Described by Gioni as a “diagonal historical past,” one of many exhibition’s beginning factors is Karel Čapek’s 1920 science-fiction play Rossum’s Common Robots—the primary work to introduce the idea of the robotic. Immediately, as synthetic intelligence, robotics and digital applied sciences dominate public discourse, the exhibition feels uncannily prescient. “I feel we dwell in a world that’s overstimulated with info and pictures that may take care of huge quantities of knowledge and pictures. Then, we now have a nostalgic concept {that a} museum is an area of peace and calm. This present is, as an alternative, very dense. We need to see what occurs when the expertise of taking a look at artwork is concentrated, as once we soak up pictures in our cellphones in our on a regular basis lives.”

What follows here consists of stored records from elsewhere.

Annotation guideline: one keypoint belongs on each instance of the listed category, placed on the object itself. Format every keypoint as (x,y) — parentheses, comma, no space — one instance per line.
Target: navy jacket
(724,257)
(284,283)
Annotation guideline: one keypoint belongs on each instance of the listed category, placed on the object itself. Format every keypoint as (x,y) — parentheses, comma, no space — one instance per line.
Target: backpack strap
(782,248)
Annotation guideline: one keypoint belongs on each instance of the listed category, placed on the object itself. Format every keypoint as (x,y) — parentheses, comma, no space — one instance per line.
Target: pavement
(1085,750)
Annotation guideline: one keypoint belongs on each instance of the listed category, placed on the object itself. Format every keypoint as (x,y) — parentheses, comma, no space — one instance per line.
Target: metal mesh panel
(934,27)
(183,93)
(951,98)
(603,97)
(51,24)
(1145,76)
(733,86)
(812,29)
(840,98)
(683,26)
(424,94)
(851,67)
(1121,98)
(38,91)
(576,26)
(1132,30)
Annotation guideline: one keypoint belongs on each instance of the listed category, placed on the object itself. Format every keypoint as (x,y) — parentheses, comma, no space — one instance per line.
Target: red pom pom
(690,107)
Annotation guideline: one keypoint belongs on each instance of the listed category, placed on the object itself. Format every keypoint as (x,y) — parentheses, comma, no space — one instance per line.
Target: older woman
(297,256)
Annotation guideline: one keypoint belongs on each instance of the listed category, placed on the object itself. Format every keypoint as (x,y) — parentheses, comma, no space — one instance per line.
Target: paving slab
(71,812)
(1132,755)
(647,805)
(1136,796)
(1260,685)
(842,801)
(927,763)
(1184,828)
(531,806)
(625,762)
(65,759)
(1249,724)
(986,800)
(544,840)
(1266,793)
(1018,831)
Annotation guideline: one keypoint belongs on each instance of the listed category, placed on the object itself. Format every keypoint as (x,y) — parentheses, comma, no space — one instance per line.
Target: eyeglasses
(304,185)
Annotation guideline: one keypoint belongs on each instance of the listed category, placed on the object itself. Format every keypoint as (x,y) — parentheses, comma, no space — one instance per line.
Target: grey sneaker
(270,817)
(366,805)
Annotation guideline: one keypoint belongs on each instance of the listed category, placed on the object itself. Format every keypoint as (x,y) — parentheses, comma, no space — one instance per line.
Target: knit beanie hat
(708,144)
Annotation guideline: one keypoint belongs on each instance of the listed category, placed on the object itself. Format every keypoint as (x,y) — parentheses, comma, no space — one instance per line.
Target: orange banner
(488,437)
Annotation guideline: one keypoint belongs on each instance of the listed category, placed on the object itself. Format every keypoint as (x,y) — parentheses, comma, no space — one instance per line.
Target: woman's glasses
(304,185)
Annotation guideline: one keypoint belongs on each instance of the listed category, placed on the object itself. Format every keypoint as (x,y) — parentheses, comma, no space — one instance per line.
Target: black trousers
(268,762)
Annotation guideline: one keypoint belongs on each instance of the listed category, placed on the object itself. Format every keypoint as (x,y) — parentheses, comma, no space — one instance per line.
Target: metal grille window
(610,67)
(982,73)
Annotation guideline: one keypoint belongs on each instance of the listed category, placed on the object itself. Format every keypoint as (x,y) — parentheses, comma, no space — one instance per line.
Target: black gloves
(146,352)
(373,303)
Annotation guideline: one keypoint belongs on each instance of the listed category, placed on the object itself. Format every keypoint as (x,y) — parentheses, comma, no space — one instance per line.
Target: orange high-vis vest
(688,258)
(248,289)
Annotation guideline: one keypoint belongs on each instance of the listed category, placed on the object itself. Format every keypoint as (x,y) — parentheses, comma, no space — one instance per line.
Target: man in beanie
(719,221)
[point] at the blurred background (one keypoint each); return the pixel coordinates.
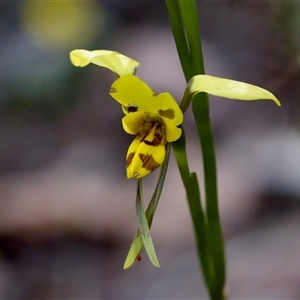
(67, 210)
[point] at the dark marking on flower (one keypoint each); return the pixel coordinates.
(169, 113)
(129, 159)
(149, 163)
(131, 108)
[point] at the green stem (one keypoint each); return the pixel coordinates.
(189, 37)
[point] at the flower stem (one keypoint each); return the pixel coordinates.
(185, 27)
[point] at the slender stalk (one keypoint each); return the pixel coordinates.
(187, 13)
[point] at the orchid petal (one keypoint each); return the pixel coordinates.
(133, 122)
(228, 88)
(131, 91)
(114, 61)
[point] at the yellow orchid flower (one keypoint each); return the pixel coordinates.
(152, 117)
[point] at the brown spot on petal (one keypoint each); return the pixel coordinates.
(169, 113)
(149, 163)
(129, 159)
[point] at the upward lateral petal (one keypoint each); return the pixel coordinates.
(114, 61)
(228, 88)
(130, 91)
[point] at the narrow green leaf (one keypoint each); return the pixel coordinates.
(180, 38)
(194, 201)
(144, 227)
(137, 243)
(228, 88)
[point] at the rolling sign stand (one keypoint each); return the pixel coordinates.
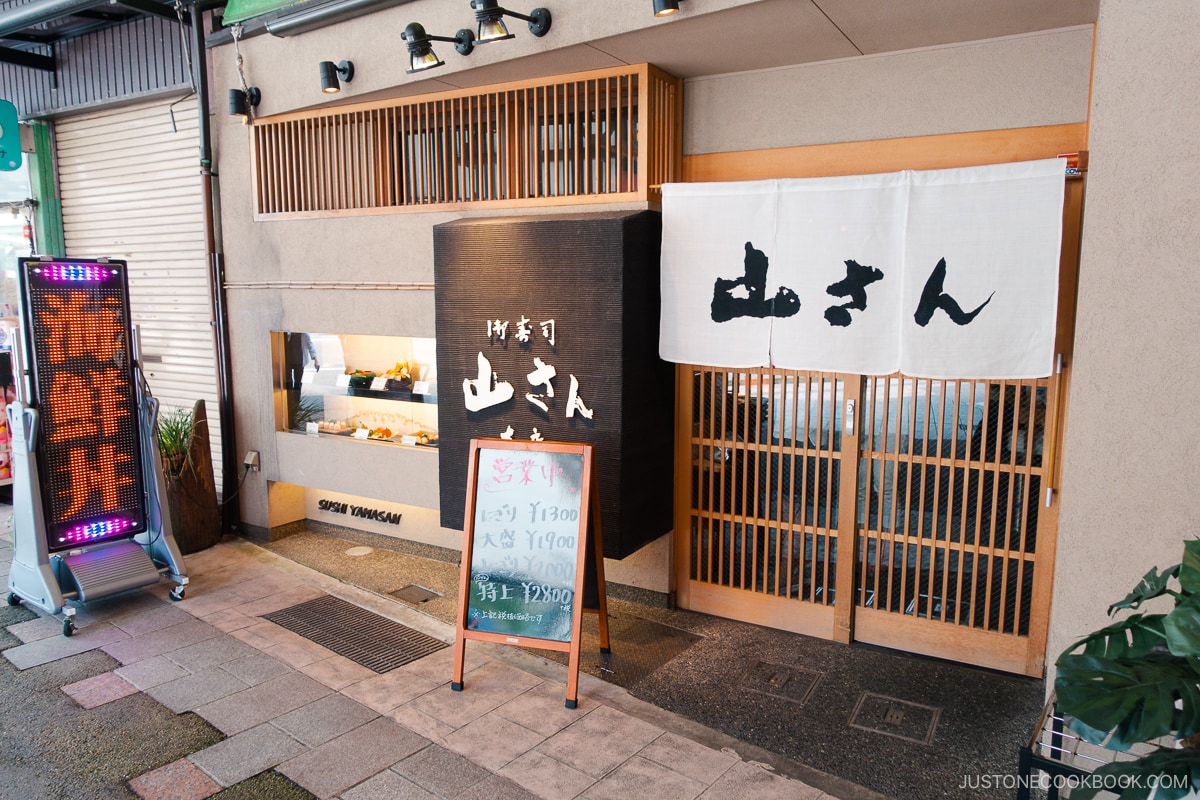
(88, 487)
(532, 558)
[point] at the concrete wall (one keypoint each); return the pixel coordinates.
(1132, 456)
(1005, 83)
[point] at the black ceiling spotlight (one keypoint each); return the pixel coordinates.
(420, 53)
(330, 72)
(240, 102)
(491, 20)
(665, 7)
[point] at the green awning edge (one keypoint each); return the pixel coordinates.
(241, 10)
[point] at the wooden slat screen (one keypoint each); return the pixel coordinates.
(765, 481)
(604, 136)
(952, 476)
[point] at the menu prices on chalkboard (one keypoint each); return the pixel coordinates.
(526, 543)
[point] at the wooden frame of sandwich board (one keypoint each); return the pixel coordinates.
(533, 554)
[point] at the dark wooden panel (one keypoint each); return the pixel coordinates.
(597, 276)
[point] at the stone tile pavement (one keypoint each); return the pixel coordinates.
(342, 731)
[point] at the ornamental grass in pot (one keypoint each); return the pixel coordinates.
(191, 487)
(1135, 686)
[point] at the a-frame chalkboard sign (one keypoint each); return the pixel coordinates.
(532, 557)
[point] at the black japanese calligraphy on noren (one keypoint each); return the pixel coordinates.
(853, 286)
(726, 306)
(933, 298)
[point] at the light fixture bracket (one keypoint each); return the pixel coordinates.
(489, 12)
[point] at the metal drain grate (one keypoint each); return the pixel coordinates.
(895, 717)
(781, 681)
(364, 637)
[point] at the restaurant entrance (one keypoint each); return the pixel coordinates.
(892, 510)
(899, 511)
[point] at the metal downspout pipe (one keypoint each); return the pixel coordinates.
(216, 281)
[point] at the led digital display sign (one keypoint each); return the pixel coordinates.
(79, 346)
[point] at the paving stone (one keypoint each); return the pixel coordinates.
(484, 690)
(501, 788)
(438, 666)
(352, 758)
(421, 723)
(688, 757)
(337, 672)
(280, 600)
(41, 627)
(389, 690)
(42, 651)
(323, 720)
(161, 641)
(151, 672)
(229, 619)
(262, 703)
(645, 779)
(137, 621)
(177, 781)
(256, 668)
(492, 741)
(544, 708)
(100, 690)
(247, 753)
(211, 653)
(600, 741)
(743, 781)
(388, 786)
(202, 603)
(441, 771)
(549, 777)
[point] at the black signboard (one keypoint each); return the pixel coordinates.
(79, 346)
(527, 570)
(547, 330)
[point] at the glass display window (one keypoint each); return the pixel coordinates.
(371, 388)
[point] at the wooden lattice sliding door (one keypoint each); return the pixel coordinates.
(767, 468)
(899, 511)
(921, 499)
(951, 507)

In accordance with Gioni, the New Museum would be the first New York establishment to mount exhibitions that straight confront probably the most pressing problems with our time. Regardless of the several-month delay—and the truth that associated themes have since appeared elsewhere (most notably Lu Yang’s premiere at Amant Basis)—the New Museum’s reopening exhibition nonetheless guarantees to be probably the most complete survey of those questions, bringing a transgenerational and cross-disciplinary perspective to inventive, architectural, cinematic and photographic works spanning the previous century and the current. “Now we have at all times been on the forefront of inventive tendencies and cultural points. This present continues with this concept of exhibition as a device to know the world exterior the museum,” Gioni stated, describing this transhistorical strategy as important in a second when a dangerously spreading historic amnesia threatens our skill to know the current and picture the longer term.

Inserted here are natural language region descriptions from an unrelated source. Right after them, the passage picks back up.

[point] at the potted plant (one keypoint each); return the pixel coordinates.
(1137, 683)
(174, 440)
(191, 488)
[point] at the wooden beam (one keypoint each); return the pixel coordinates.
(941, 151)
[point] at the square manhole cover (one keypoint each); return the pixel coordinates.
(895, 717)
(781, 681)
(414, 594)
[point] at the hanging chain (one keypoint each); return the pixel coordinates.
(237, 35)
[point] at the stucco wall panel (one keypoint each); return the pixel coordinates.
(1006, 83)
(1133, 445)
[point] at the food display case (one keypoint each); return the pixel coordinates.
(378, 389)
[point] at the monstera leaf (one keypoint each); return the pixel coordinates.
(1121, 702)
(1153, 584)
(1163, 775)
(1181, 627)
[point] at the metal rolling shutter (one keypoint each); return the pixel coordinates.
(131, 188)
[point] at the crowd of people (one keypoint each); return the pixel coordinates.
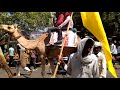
(88, 62)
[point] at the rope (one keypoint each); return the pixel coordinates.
(58, 63)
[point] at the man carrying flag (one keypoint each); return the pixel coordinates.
(92, 21)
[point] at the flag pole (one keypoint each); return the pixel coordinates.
(63, 43)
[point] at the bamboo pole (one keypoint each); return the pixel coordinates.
(4, 64)
(58, 63)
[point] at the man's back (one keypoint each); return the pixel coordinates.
(11, 51)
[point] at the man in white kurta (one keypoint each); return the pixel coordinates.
(101, 59)
(83, 64)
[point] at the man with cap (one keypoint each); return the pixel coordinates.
(97, 50)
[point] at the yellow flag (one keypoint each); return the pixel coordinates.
(92, 21)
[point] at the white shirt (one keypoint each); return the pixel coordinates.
(102, 65)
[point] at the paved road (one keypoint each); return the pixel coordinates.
(37, 74)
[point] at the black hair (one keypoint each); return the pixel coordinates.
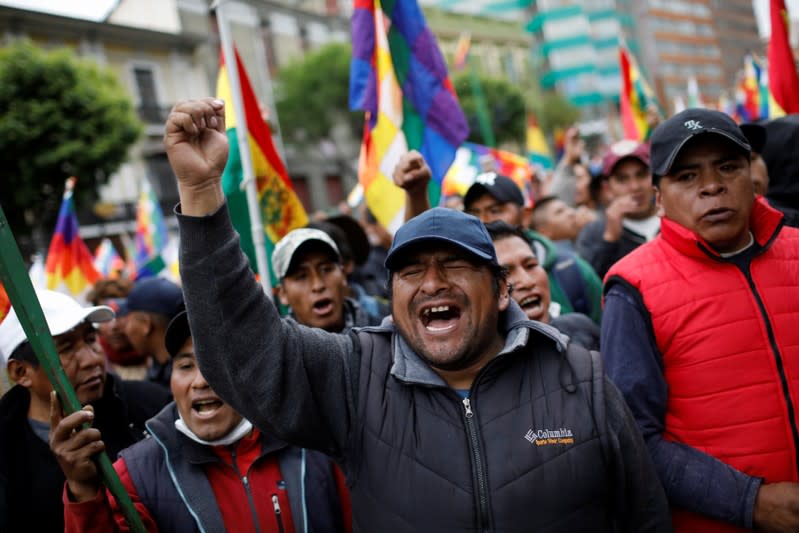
(499, 230)
(338, 236)
(24, 352)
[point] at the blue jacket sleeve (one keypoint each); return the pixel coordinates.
(692, 479)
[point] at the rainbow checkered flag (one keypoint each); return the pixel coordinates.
(399, 78)
(151, 236)
(70, 265)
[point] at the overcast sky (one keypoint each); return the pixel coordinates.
(97, 9)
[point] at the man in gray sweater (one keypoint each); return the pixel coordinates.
(458, 415)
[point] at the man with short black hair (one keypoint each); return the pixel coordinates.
(313, 283)
(148, 308)
(448, 417)
(700, 334)
(205, 468)
(556, 221)
(631, 218)
(30, 479)
(574, 284)
(530, 286)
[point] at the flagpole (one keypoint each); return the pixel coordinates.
(246, 155)
(483, 116)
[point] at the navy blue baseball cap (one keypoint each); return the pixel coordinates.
(502, 188)
(152, 295)
(443, 225)
(670, 137)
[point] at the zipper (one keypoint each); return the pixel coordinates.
(278, 514)
(247, 490)
(780, 365)
(479, 468)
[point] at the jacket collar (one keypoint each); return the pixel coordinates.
(765, 223)
(519, 332)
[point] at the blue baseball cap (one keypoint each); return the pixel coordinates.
(152, 295)
(444, 225)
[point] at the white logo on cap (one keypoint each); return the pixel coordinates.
(486, 178)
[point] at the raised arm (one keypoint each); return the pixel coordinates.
(296, 383)
(413, 175)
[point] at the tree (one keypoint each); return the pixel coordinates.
(62, 116)
(505, 105)
(312, 95)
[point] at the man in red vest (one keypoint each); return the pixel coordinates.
(701, 334)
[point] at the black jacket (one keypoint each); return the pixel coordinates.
(782, 161)
(31, 482)
(601, 254)
(543, 442)
(168, 472)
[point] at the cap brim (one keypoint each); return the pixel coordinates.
(666, 166)
(305, 246)
(100, 313)
(392, 259)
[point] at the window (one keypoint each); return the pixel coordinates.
(335, 190)
(149, 108)
(162, 179)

The brand new constructing permits the museum to develop on its production-driven mission. The higher flooring now embody a devoted studio for artists-in-residence and a purpose-built residence for the museum’s cultural incubator, NEW INC. “As a noncollecting establishment, we are able to put plenty of our power into actually supporting artists by working with them, producing works and discovering the assets to make it attainable,” he stated. As a part of this effort, the museum will debut a brand new fee, VENUS VICTORIA, by British artist Sarah Lucas within the entrance plaza. Lucas is the primary recipient of the Hostetler/Wrigley Sculpture Award, a newly established biannual juried prize supporting the manufacturing and presentation of latest work by girls artists on the museum’s public plaza. Extra long-term commissions embody a piece by Tschabalala Self for the museum’s façade and a monumental sculpture by Klára Hosnedlová for the brand new Atrium Stair.

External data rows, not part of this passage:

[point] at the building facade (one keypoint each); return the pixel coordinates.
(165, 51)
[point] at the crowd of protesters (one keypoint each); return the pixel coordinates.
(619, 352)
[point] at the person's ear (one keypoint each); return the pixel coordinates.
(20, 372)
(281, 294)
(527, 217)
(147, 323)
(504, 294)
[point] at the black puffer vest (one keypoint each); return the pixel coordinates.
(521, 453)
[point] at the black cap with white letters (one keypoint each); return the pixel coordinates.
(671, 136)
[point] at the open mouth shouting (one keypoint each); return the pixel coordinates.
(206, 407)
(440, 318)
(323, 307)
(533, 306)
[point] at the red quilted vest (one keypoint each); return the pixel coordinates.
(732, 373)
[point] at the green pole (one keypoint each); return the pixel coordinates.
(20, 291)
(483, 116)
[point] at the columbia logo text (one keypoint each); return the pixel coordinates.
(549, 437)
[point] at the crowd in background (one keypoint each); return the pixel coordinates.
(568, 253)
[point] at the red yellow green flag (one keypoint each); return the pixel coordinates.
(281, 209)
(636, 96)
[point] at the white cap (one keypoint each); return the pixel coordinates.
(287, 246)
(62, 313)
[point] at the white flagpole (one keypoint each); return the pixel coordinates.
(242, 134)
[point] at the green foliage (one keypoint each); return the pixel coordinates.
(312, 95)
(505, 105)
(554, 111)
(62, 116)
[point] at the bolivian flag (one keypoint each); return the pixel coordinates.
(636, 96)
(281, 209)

To have fun the growth, the museum will supply free admission on opening weekend. Starting afterward, the New Museum will elevate ticket costs: grownup admission will improve from $22 to $25, tickets for seniors and guests with disabilities will rise from $19 to $22 and scholar tickets will go from $16 to $19. Admission will stay free for guests aged 18 and beneath, in addition to SNAP/EBT advantages recipients.